Tabs take first cross-channel championship

By Alex Chester

Rowers at sea

The St Hughs/St Annes team row away from the White Cliffs of Dover

Rowing The Cambridge Channel Challenge

After four hours at sea, the combined forces of St Hugh’s and St Anne’s coastal rowing club landed on a touristridden beach near the French port of Calais. Blown off course by a mixture of an abrasive sea pilot and a snapped seat ten miles off Dover, the five sat on the French soil, technically illegal immingrants.

Tom Inglis, Miles Jackson, Tom Hamilton, Ed Goodfellow, and cox Emily Uecker ended the epic channel row in heroic style, with a 10km sprint finish against the might of a seasoned Sidney Sussex crew from Cambridge. The Oxford team’s strong finish earned them a well deserved third place out of six teams, including four crews from archrivals Cambridge, with St John's coming in first. The intensely demanding race was the brainchild of Lennard Lee from St.
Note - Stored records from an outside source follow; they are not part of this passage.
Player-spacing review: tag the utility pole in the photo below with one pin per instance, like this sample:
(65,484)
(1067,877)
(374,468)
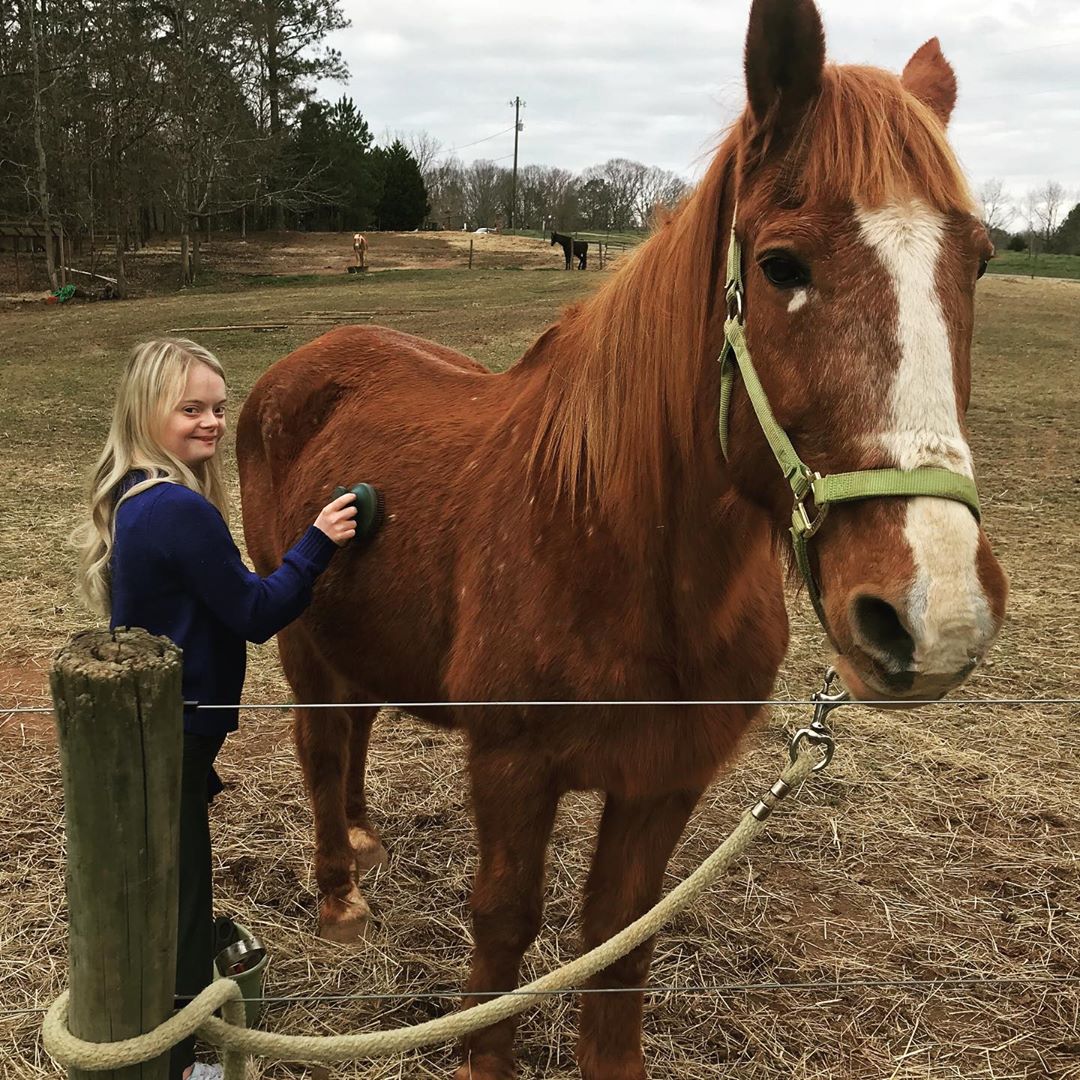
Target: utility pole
(517,104)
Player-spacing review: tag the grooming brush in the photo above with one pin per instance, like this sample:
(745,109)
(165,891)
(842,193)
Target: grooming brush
(370,509)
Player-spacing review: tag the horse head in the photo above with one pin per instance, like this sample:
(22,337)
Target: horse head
(860,251)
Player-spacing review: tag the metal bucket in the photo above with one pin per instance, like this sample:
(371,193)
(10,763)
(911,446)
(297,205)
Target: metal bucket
(244,961)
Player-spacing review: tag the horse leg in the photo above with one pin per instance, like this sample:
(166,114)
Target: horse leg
(514,808)
(323,739)
(364,840)
(636,838)
(322,744)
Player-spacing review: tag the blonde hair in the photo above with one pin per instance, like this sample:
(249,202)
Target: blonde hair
(151,387)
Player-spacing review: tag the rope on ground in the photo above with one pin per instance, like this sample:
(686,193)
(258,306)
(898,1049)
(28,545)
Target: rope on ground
(239,1041)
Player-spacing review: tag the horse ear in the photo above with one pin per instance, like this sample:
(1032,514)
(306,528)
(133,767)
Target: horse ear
(931,79)
(785,55)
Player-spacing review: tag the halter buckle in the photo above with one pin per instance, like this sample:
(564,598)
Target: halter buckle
(734,301)
(805,525)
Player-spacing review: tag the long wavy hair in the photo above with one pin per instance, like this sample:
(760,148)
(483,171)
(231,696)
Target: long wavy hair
(150,388)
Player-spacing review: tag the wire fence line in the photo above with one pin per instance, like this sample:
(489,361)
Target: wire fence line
(831,985)
(778,703)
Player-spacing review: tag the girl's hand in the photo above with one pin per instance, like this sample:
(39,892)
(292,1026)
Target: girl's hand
(338,518)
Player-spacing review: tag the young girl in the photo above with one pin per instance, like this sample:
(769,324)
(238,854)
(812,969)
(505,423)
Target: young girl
(158,554)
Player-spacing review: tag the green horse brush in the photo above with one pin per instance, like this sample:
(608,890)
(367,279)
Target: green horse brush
(370,509)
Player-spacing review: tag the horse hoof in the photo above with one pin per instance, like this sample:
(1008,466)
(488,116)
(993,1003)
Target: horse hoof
(485,1067)
(367,849)
(346,920)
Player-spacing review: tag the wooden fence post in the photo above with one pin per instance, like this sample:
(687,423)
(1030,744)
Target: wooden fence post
(119,713)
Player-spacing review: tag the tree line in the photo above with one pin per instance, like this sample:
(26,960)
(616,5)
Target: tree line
(124,119)
(1038,221)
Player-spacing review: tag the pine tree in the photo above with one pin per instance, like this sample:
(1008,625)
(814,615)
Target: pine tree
(404,203)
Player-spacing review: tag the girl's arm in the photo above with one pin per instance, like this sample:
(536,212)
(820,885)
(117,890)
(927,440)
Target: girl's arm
(190,531)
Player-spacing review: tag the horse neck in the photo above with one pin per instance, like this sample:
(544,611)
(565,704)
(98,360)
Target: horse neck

John’s, Cambridge, to raise money for Cancer Research UK. His challenge was boldly accepted by the Hugh’s/Anne’s team and a women’s crew from Oxford’s Regent’s Park and Lady Margaret Hall. Previously only 20 successful attempts had ever been made to row the Channel, and none of these were in race conditions, making the Cambridge Channel Challenge truly unique as one of the first genuine tests of the physical and mental endurance demanded by long distance rowing.

Finding the team to take on the world’s busiest shipping lane was not easy given a packed schedule of summer eights and finals, but nonetheless five high performance athletes were found to make the St. Hugh’s/St. Anne’s dedicated crew. Training for the event required a combination of intense steady state cardiovascular exercise, such as erging, running, cycling and swimming, as well as core stability exercises and weight training.

The team split their training between the Thames at Oxford, with technical coach Morven Porteous, and Eastbourne Rowing Club, where they faced the previously unencountered dif- ficulties of rowing at sea. “Racing on the sea is immensely challenging, not only because of the distance involved but also because of the unpredictability of the wind and waves,” said Tom Inglis of St Hughs.

“It’s difficult to take as consistently good strokes as you aim for on the river, and you’re constantly battling to bail water out of the boat.” The boat was also laden with five litres of isotonic water per crew member merely to keep them sufficiently hydrated. Maltloaf, in all of its regenerative glory, helped the crew to recover their strength.

The challenge demanded its own special equipment to mitigate for the dangers of rowing on open water, with the coastal four boat designed specially to be wider, deeper and more buoyant than the standard four used in traditional Oxford river races. Commenting on the race as a whole, Inglis described the half-way point in the race as the hardest element of the course.

“We were taking on a lot of water but Emily’s calls, my faith in the three guys rowing behind, and the determination to finish drove me on.” This was a triumphant result for the Oxford team, who had no previous experience in such a competition. When asked whether he would do it again, Miles Jackson of St Anne’s quipped, “what’s a 21 mile race between friends?” For the St Hugh’s/St Anne’s rowers it was about far more than the glory of the race.

Goodfellow’s mantra of ‘I love the training’ became the team motto through hard sessions, such as their much publicised 21 mile erg. All their hard work succeeded in raising money and awarenes for Cancer Research UK, the crew’s charity of choice, and it was in this that the crew had their biggest and most satisfying success of all.